Pour ce qui est des marchés, j'ai procédé un peu différemment de mon collègue du Nord. L'examen de la situation sanitaire locale, effectué en concertation avec le bureau de l'association des maires, nous a conduits à un compromis qui me semble raisonnable : seuls les marchés de produits alimentaires ou périssables sont ouverts, les marchés de vêtements et les brocantes devant rester fermés. En effet, les produits alimentaires sont servis par les vendeurs aux clients sans que ceux-ci aient à les toucher, alors que pour les vêtements et la brocante, les clients touchent beaucoup les objets avant de les acheter – ou même de ne pas les acheter. Cela dit, même les marchés alimentaires ne disposent pas d'une liberté totale : ils doivent respecter un protocole établi entre la chambre d'agriculture et l'association des maires, qui reproduit les gestes barrières et prévoit des mesures de signalisation et de marquage au sol.

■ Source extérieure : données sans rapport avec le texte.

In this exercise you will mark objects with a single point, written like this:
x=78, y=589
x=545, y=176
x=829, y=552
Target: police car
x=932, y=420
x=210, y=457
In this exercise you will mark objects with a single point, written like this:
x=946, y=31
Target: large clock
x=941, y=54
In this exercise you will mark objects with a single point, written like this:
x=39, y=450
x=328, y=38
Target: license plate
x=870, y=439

On trouve une autre illustration de la territorialisation dans ce que nous avons préparé avec les autorités académiques pour les écoles. Le Gouvernement a demandé que les écoles puissent reprendre dès le 11 mai, mais dans le Haut-Rhin, une grande partie des maires a souhaité une organisation plus progressive, ce que nous avons fait avec la rectrice en prolongeant et en développant le système d'accueil des enfants des personnels soignants pendant une à trois semaines. Chaque école peut ainsi reprendre à son rythme, en fonction de l'organisation des locaux, de la motivation des personnels et de l'attente des parents : certains établissements ont repris ce matin, d'autres reprendront le 18 mai, le 25 mai ou le 2 juin. Cette reprise progressive témoigne bien du dialogue avec les maires, auquel je suis très attaché.

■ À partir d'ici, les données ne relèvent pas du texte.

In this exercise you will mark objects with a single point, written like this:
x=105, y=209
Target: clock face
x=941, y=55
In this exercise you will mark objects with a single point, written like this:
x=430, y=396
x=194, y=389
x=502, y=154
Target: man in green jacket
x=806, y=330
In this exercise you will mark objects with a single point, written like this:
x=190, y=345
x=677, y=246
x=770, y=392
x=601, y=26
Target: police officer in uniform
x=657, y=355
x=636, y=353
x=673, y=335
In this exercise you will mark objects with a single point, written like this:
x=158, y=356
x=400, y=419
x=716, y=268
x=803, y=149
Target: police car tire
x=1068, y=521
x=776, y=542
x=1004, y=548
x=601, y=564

M. Becht nous a demandé ce qu'il faudrait changer dans l'organisation sanitaire. Je crois que l'ARS a plutôt une culture de gestion comptable et financière de l'ensemble du système de santé, et qu'elle était assez peu préparée à la gestion d'une crise de cette ampleur. J'ai parfois eu du mal à savoir quelles étaient ses connaissances, son degré de préparation et son organisation, alors que cela m'aurait aidé de disposer d'une vision précise de son fonctionnement interne dans la gestion de la crise. Peut-être pourrait-il être envisagé que, durant la période de crise, les préfets puissent disposer de moyens plus efficaces pour coordonner l'ensemble des acteurs de la gestion de crise, y compris cet organisme de l'État un peu à part qu'est l'ARS – un élément tout à fait essentiel mais qui a parfois eu du mal à embrayer aussi vite qu'on l'aurait voulu.